Auch um alteingesessenen Gartenschönheiten zu neuem Glanz zu verhelfen, ist der Herbst die beste Zeit. Frühjahrs- und frühsommerblühende Stauden können jetzt am besten geteilt bzw. verjüngt werden. Viele Stauden werden mit den Jahren blühfaul oder vergreisen aus der Mitte heraus; hier hilft das Aufnehmen des Horstes und je nach Stärke des Wurzelgeflechtes ein beherzter Hieb mit dem Spaten, ein glatter Schnitt mit dem Messer oder ein vorsichtiges Auseinanderziehen mit den Händen.
Verjüngung
Soll die Pflanze verjüngt werden, so werden die äußeren Teile der Staude wieder eingesetzt, die alte, blühunwillige Mitte landet auf dem Kompost. Je nach Größe können aus einem großen Stock mehrere kleinere entstehen, die entweder alle wieder eingepflanzt oder getopft zu Geschenken oder Tauschobjekten werden. So wird für Neues Platz geschaffen oder mit Altem neu gestaltet. Zu den Stauden, die sich im Herbst problemlos teilen lassen, gehören z.B. Taglilien (Hemerocallis), Wieseniris (Iris sibirica) und die Polsterphloxe (Phlox subulata und Phlox douglasii).
Zweijährige Pflanzen
Zweijährige Pflanzen, also solche, die im ersten Standjahr eine Blattrosette bilden und im zweiten Jahr erst blühen und dann absterben, gehören streng genommen nicht zu den Stauden - eine Bereicherung des Ziergartens sind sie, genau wie die einjährigen Sommerblüher, allemal.

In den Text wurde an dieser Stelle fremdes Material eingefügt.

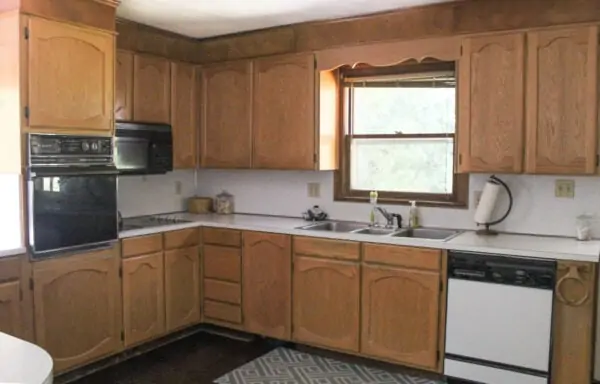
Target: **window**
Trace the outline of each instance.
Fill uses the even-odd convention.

Jetzt im September ist die richtige Zeit, um selbstgezogene Pflänzchen aus den Anzuchttöpfen ins Freiland zu entlassen oder auch im Beet aufgelaufene Sämlinge an die gewünschte Stelle zu verpflanzen. Mit zu den bekanntesten Zweijährigen in unseren Gärten gehören Fingerhut (Digitalis purpurea), Stockrosen (Alcea rosea), Kronen-Lichtnelke (
Silene coronaria) und Vergissmeinnicht (Myosotis). Sie versamen sich bei zusagendem Standort recht kräftig und manchmal gefällt es ihnen so gut, dass sogar die alte, bereits abgeblühte Blattrosette nochmals treibt und ein weiteres Jahr zum Blühen kommt.
Was man so nicht plant
Bei allem Hin- und Hergepflanze, aller Umgestalterei und Pflanzenpflege - es ist selten, dass alles funktioniert, wie man es sich vorstellt. Habe ich im letzten Jahr noch voller Selbstvertrauen - und aller guten Ratschläge zum Trotz - meinen knallroten Mohn (Papaver orientale) mit seiner Pfahlwurzel ausgegraben und versetzt, durfte ich dieses Jahr feststellen, dass er farbenfroh wie immer an alter Stelle mit den pinkfarbenen Pfingstrosen um die Wette schreit.
Und so gibt es Stauden, die sich nicht teilen oder umpflanzen lassen wollen und unseren gestalterischen Vorstellungen einfach einen Strich durch die Rechnung machen und ihren Lebensraum selbst bestimmen. Und während ich noch für die umpflanzwilligen Kandidaten und Staudenneuzugänge im Garten die perfekten Plätze suche, fülle ich im Geiste schon die Zwischenräume mit den schönsten Zwiebelpflanzen, deren (Pflanz-)Zeit nun auch direkt vor dem Gartentor steht.
Fazit:
Stauden bieten eine faszinierende Vielfalt an Farben und Formen.